You’re strongly encouraged to venture out and try using the library we’ve developed! See what else you can test with it, and see if you discover any new idioms for its use or perhaps ways it could be extended further or made more convenient. Here are a few ideas to get you started:

· Write properties to specify the behavior of some of the other functions we wrote for List and Stream, for instance, take, drop, filter, and unfold.

· Write a sized generator for producing the Tree data type defined in chapter 3, and then use this to specify the behavior of the fold function we defined for Tree. Can you think of ways to improve the API to make this easier?

· Write properties to specify the behavior of the sequence function we defined for Option and Either.

8.6. The laws of generators

Isn’t it interesting that many of the functions we’ve implemented for our Gen type look quite similar to other functions we defined on Par, List, Stream, and Option? As an example, for Par we defined this:

def map[A,B](a: Par[A])(f: A => B): Par[B]

And in this chapter we defined map for Gen (as a method on Gen[A]):

def map[B](f: A => B): Gen[B]

We’ve also defined similar-looking functions for Option, List, Stream, and State. We have to wonder, is it merely that our functions share similar-looking signatures, or do they satisfy the same laws as well? Let’s look at a law we introduced for Par in chapter 7:

map(x)(id) == x

Does this law hold for our implementation of Gen.map? What about for Stream, List, Option, and State? Yes, it does! Try it and see. This indicates that not only do these functions share similar-looking signatures, they also in some sense have analogous meanings in their respective domains. It appears there are deeper forces at work! We’re uncovering some fundamental patterns that cut across domains. In part 3, we’ll learn the names for these patterns, discover the laws that govern them, and understand what it all means.

8.7. Summary

In this chapter, we worked through another extended exercise in functional library design, using the domain of property-based testing as inspiration.

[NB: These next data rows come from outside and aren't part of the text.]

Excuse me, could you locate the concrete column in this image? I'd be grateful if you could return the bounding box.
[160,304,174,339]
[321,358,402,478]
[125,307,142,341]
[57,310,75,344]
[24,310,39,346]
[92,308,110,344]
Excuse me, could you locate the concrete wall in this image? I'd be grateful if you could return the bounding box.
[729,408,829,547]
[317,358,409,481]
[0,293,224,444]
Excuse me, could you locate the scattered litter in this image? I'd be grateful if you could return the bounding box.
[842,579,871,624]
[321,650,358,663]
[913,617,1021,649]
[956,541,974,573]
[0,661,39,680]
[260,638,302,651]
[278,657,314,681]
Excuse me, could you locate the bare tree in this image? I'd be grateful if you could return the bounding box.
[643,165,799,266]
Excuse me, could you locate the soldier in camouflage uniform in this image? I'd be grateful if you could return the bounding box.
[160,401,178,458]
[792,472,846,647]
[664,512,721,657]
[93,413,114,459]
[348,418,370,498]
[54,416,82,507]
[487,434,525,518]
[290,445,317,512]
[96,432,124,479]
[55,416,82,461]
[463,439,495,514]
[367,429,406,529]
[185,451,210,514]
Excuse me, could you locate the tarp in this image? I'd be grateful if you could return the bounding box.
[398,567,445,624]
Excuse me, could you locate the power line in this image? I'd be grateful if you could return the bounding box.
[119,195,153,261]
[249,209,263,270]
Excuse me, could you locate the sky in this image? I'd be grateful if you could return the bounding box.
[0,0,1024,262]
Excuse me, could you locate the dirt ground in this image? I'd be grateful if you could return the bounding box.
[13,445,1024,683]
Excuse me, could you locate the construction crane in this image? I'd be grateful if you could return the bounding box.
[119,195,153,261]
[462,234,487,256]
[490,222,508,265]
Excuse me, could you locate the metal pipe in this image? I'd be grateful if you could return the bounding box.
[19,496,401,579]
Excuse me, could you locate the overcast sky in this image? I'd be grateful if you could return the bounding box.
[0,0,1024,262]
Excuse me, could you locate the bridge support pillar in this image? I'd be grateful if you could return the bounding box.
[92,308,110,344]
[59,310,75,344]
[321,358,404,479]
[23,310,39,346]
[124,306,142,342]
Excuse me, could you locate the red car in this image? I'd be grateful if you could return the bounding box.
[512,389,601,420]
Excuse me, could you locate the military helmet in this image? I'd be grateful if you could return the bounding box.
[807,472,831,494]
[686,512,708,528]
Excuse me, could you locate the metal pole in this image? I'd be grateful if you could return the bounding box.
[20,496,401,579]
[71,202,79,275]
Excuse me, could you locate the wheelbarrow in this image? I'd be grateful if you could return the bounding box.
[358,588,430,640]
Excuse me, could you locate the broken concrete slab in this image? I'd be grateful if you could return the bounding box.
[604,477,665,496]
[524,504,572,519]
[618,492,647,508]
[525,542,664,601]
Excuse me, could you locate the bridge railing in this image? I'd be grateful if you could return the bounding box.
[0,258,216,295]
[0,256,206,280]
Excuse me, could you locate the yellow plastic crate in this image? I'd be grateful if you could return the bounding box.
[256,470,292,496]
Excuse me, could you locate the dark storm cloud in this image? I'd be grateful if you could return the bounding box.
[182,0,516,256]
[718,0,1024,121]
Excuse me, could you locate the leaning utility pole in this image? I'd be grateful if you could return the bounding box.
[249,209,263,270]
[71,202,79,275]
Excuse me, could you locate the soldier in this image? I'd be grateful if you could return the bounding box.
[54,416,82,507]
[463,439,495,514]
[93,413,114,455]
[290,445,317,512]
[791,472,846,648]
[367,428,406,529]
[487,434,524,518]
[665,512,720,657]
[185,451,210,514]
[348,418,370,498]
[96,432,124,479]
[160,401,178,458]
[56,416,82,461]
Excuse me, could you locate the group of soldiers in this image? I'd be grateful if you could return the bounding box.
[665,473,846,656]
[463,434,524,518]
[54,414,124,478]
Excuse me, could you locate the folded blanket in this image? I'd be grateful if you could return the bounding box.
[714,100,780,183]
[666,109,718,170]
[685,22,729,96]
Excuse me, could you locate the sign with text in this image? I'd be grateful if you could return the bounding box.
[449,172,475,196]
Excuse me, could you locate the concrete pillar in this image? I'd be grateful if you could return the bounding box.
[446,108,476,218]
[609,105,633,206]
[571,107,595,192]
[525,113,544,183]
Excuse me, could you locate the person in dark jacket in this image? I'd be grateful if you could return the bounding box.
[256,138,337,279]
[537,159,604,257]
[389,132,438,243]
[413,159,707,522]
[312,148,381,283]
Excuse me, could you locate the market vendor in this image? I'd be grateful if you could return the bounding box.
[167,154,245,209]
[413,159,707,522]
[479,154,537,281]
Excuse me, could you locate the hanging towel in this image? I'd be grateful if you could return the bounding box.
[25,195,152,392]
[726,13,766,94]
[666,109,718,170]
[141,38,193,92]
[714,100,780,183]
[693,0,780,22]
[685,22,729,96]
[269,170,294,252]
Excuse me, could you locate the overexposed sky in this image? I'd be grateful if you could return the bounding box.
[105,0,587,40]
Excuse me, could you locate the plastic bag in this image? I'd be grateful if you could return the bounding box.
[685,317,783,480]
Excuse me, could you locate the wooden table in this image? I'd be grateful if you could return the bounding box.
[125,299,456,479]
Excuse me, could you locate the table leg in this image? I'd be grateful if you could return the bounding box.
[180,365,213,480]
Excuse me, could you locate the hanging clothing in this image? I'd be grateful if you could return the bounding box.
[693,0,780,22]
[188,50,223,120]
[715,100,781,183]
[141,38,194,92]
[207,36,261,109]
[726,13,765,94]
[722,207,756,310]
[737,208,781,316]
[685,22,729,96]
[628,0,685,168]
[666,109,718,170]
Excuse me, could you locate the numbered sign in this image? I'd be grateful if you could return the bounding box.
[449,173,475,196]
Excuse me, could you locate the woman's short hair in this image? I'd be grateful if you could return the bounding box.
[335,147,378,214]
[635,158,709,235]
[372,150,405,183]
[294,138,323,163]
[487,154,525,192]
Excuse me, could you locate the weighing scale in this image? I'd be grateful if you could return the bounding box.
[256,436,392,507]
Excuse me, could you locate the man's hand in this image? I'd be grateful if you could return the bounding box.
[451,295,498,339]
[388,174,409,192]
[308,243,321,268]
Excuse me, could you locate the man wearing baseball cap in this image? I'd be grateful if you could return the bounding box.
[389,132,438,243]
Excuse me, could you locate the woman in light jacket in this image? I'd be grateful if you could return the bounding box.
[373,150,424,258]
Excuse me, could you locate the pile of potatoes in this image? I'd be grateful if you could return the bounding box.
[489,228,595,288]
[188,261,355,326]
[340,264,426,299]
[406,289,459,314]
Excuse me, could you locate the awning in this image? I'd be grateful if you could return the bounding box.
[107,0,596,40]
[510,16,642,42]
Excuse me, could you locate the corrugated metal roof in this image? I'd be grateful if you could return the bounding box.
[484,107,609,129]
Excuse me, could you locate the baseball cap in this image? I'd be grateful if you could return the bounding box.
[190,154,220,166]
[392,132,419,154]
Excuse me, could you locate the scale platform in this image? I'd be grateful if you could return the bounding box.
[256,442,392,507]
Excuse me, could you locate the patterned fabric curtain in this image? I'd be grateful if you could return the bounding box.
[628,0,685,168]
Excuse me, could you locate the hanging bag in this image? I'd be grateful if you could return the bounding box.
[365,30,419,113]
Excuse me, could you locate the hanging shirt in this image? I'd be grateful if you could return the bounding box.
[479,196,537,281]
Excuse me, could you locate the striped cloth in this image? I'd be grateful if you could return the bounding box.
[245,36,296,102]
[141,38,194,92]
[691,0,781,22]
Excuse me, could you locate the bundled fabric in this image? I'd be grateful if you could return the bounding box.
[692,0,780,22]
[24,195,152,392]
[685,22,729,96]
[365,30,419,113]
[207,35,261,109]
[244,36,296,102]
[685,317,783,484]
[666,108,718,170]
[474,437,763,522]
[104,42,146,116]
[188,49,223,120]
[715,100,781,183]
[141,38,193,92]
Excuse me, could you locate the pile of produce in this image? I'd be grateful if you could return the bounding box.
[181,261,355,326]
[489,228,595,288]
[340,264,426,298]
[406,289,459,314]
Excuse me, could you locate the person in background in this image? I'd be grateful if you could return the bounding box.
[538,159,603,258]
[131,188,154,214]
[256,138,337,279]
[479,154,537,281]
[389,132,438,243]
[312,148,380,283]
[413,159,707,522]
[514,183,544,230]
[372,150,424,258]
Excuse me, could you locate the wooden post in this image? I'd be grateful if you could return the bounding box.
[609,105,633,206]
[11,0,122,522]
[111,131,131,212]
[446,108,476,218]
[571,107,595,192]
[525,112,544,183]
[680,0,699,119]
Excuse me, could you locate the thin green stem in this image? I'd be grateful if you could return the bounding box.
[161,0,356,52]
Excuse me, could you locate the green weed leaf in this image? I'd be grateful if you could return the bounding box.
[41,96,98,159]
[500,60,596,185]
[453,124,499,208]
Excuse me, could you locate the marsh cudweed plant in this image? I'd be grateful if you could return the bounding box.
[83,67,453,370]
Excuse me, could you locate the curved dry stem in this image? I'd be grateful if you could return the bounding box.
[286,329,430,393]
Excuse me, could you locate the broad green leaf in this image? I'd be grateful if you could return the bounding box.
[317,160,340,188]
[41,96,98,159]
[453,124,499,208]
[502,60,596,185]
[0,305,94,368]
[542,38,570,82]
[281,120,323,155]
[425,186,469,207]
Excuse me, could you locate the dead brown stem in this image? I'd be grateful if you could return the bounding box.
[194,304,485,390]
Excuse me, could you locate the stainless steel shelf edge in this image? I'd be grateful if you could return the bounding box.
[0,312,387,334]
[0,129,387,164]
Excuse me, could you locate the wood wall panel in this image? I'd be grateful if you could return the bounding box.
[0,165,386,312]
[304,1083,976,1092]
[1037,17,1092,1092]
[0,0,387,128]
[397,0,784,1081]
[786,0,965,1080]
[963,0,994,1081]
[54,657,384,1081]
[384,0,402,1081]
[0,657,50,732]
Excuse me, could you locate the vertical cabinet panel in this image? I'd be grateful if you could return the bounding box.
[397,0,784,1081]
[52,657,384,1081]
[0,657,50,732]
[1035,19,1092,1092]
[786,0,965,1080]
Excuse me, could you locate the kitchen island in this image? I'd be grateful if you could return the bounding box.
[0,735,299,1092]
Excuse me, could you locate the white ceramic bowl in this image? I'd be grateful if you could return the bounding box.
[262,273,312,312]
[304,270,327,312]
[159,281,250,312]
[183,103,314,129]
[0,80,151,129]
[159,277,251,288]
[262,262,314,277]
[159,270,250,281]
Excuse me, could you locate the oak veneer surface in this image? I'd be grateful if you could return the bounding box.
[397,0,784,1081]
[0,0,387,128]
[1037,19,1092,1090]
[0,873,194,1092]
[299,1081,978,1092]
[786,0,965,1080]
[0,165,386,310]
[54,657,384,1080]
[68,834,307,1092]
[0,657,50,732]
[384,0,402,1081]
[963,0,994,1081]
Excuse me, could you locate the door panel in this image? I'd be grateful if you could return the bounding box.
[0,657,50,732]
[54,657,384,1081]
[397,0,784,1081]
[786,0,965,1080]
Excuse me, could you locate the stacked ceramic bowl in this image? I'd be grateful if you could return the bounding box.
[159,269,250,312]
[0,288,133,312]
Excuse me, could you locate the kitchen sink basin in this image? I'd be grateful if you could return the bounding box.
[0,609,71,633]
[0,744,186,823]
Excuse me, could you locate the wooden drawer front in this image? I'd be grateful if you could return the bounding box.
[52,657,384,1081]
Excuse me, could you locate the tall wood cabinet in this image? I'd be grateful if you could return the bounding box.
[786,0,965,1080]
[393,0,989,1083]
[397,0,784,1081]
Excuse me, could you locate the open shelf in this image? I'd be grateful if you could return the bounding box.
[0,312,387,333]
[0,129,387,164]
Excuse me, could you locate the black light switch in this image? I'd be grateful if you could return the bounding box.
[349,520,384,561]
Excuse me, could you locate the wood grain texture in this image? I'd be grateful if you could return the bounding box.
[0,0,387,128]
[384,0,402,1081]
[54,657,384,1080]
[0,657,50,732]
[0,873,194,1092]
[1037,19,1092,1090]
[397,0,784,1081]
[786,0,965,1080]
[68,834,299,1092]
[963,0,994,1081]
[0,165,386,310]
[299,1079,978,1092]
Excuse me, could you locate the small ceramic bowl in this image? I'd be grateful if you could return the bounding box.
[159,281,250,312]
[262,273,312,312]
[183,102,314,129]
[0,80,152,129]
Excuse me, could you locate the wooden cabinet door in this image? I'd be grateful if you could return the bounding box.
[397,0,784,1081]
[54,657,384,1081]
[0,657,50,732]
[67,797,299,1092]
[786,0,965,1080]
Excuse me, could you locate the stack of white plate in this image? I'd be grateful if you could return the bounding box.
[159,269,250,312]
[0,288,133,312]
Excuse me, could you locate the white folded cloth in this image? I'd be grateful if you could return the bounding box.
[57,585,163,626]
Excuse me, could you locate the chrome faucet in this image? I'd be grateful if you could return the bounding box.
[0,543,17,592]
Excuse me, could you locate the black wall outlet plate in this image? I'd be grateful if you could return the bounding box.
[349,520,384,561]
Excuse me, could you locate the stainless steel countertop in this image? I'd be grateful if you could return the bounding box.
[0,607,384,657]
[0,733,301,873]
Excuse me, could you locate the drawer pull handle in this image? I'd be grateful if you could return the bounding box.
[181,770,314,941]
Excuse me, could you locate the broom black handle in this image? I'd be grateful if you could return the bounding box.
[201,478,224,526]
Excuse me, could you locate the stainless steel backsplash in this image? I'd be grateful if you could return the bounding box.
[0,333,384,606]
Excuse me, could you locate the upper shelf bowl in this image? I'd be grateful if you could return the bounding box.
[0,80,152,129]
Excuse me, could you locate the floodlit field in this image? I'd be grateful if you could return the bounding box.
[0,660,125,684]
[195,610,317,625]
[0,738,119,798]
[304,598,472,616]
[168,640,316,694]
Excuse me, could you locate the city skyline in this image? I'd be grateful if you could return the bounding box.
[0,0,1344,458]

We reiterate that our goal was not necessarily to learn about property-based testing as such, but to highlight particular aspects of functional design. First, we saw that oscillating between the abstract algebra and the concrete representation lets the two inform each other. This avoids overfitting the library to a particular representation, and also avoids ending up with a floating abstraction disconnected from the end goal.

Second, we noticed that this domain led us to discover many of the same combinators we’ve now seen a few times before: map, flatMap, and so on. Not only are the signatures of these functions analogous, the laws satisfied by the implementations are analogous too. There are a great many seemingly distinct problems being solved in the world of software, yet the space of functional solutions is much smaller. Many libraries are just simple combinations of certain fundamental structures that appear over and over again across a variety of different domains. This is an opportunity for code reuse that we’ll exploit in part 3, when we learn both the names of some of these structures and how to spot more general abstractions.

In the next and final chapter of part 2, we’ll look at another domain, parsing, with its own unique challenges. We’ll take a slightly different approach in that chapter, but once again familiar patterns will emerge.